TPG Telecom Ltd [ASX:TPG] has been a highly consistent stock in terms of return on investment. Long-only investors in TPG have been a very happy bunch in the last few years.
TPG is all about growth, via mergers and acquisitions (M&A) and organic means. After buying Iinet, TPG has become the second largest Telco in Australia after Telstra.
What should you do with TPG shares now?
There are two things that I worry about when it comes to TPG. One is its revenue outlook; another is its P/E ratio.
TPG is a growth company. It’s all about income growth and earnings growth. Its share price appreciation has been the result of that growth. So the problem becomes: will TPG be able to sustain its growth rate?
Over the long term, most analysts see TPG to grow at double digits. That is some high expectation.
While that is good news, investors need to keep in mind that TPG is a maturing company. When you have P/E ratios of more than 30 times, you have to think hard about the company’s valuation.
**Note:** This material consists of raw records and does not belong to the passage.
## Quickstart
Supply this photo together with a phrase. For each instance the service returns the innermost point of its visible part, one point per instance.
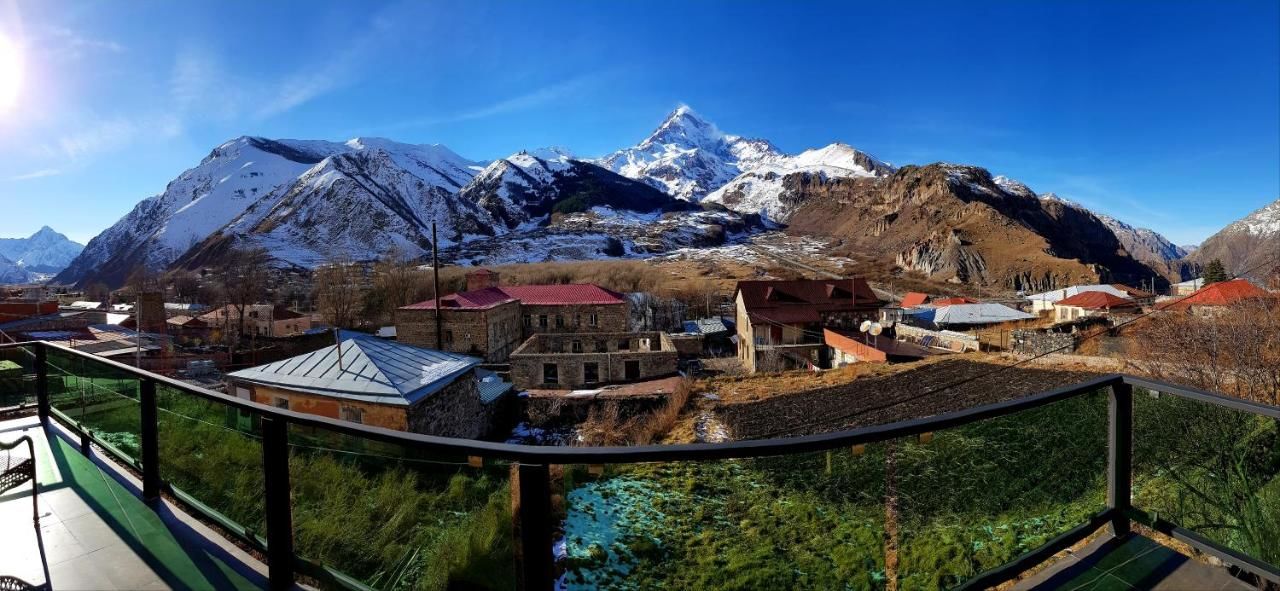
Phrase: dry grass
(604, 426)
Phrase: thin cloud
(521, 102)
(36, 174)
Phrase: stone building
(567, 361)
(490, 320)
(780, 324)
(384, 384)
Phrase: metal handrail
(530, 477)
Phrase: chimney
(481, 279)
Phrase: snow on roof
(976, 314)
(1075, 289)
(370, 370)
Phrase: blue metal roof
(370, 370)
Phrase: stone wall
(1041, 342)
(612, 317)
(653, 356)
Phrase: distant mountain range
(686, 184)
(36, 257)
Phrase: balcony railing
(960, 500)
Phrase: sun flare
(10, 73)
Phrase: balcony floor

TPG is maturing, when will it come off from its high growth track?
To balance that thought is the company’s apparent ability to drive growth through both M&A and organic growth.
But one thing is for sure, the day for that hyper growth to slow will come…and it may not be too far from now.
When that hyper growth slows, it will reduce to a more moderate growth rate. And it will bring a more moderate growth in share price.
This is why TPG is a good long term investment.